Carne in scatola

Valutato 4.33 su 5 su base di 6 recensioni
(6 recensioni dei clienti)

11.00

L’ultima fatica del nostro Stefano Coali ci offre una carrellata di brevi racconti, ma non per questo meno carichi di significato ed esperienza. Racconti scritti in maniera scorrevole, senza fronzoli, ma realistici, come una sequenza di scatti fotografici fatti alla realtà brasiliana nordestina, in particolare quella dell’affascinante città di Fortaleza, che a differenza del sud del Paese, ha conservato un sapore spiccatamente brasiliano e meno europeo. Storie di vita vissuta in presa diretta, raccontate con un approccio squisitamente realistico, senza volontà di aggiungere il superfluo e offrendo così al lettore la possibilità di catapultarsi con la mente seduta stante nella realtà di un paese misterioso, per certi tratti primordiale e affascinantemente contraddittorio…. Il lettore troverà una variegata commistione di temi trattati, ma senza confusione, con fredda e razionale capacità descrittiva, non senza una punta di passione. Streghe e riti ancestrali, volti a modificare gli eventi e la vita altrui, tutt’oggi presenti in Brasile. Riti inquietanti ma affascinanti al tempo stesso, complice la superstizione di un popolo tanto scaltro quanto ingenuo. La capacità poi di dirimere controversie acute senza scendere nella tragedia, con semplicità e pragmatismo, che sembra tuttavia mal convivere con una spiccata tendenza a gestire gli eventi secondo le leggi della giungla, ben evidenziate nelle faide delle favelas, che portano dolore e sofferenza, ma che tradiscono quella natura umana precedente allo stato di diritto. Una polizia non sempre accondiscendente che colpisce senza mezzi termini anche colui al quale poteva essere data possibilità di parola, complice il clima caldo e teso della società brasiliana, soprattutto di quella povera.
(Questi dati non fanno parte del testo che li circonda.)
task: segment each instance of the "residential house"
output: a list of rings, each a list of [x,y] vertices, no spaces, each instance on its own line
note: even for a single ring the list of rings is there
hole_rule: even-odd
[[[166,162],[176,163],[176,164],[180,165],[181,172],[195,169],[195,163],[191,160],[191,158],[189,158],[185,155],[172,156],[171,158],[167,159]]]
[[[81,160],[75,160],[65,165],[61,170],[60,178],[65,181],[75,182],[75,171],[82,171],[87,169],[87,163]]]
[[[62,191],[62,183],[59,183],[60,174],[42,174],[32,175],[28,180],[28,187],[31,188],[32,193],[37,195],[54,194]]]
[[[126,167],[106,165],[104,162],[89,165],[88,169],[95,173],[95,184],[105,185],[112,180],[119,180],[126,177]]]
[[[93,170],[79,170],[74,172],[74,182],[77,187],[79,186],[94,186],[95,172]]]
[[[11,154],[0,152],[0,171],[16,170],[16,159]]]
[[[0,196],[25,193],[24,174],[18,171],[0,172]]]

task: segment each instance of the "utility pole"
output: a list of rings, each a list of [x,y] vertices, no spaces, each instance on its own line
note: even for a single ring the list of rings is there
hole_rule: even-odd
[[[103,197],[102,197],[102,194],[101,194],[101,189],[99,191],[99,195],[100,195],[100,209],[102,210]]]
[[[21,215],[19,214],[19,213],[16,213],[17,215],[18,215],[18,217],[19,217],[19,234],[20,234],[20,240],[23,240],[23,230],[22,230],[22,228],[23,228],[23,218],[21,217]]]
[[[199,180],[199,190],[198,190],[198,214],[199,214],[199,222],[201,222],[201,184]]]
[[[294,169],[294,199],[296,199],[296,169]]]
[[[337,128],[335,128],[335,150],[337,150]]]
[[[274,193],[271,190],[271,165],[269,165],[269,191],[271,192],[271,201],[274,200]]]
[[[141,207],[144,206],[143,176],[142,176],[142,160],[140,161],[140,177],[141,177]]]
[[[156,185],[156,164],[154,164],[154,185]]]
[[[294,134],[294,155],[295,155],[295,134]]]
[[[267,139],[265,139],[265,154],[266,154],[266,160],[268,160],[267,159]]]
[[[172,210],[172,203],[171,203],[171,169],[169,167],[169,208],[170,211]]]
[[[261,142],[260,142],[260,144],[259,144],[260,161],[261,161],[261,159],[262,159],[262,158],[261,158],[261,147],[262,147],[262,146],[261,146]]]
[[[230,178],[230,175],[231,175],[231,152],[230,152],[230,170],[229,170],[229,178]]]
Una polizia che non può permettere di perdere il suo statuto di tutrice dell’ordine costituito. Poi si passa agli spensierati racconti di personaggi quasi folcloristici, delle sagome e delle macchiette che vivono dell’attenzione altrui. Alcuni innocui, altri furibondi e provocatori di risse in bar e ristoranti. Ragazze affascinanti e misteriose, alcune di buona famiglia, che cercano il divertissement, la trasgressione nei coetanei più poveri, per vivere la vita come un film, ma pagandone a loro volta le conseguenze… Preconcetti europei e idee artefatte di una terra che si può comprendere solo immergendosi al suo interno e facendosi da essa divorare. Questo, e non solo questo, è il Brasile

6 recensioni per Carne in scatola

  1. Valutato 4 su 5

    Gianni da Fortaleza

    Bella carrellata di racconti, sorprendenti.

  2. Valutato 4 su 5

    Mauro

    L inesauribile quantità di racconti e aneddoti del Brasile di Coali è sfociata nell’ultimo libro pieno di vita vera e cruda della maggioranza della popolazione brasiliana. Buona lettura per chi già conosce l’autore e per chi è alla prima esperienza.

  3. Valutato 5 su 5

    Giancarlo da Torino

    Ho avuto modo di leggere l’opera di Stefano Coali su indicazione di un nostro comune amico… Dà la dimensione fotografica della realtà brasiliana, senza fronzoli… uno scatto realistico, agile e asciutto che può essere d’aiuto a chi il Brasile lo voglia conoscere sul campo e non solo in cartolina….

  4. Valutato 4 su 5

    Lodovico Ellena

    Leggo sempre con piacere i libri di Coali, generalmente quando viaggio. E per me – per nulla appassionato di Brasile – sono sempre momenti di scoperta sorprendente: un po’ per lo stile e un po’ per le storie spesso davvero molto vive e crude. Consigliato tanto a chi ama il Brasile quanto a chi no. Per questi ultimi una splendida occasione per vederlo molto bene da vicino, senza censure o comode facciate…

  5. Valutato 5 su 5

    matteo

    Ottimo,consiglio la lettura a tutti,specialmente il capitolo andrea una mula fiorentina………….bellissimo

  6. Valutato 4 su 5

    Fede

    Leggendo questo libro mi è venuto naturale accostarlo al primo capitolo de “L’Autunno del Medioevo” di Huizinga, laddove si legge di quando ancora il nostro Occidente era giovane e ai toni crudi della vita faceva riscontro quel piacere di vivere fatto di cose semplici ed essenziali.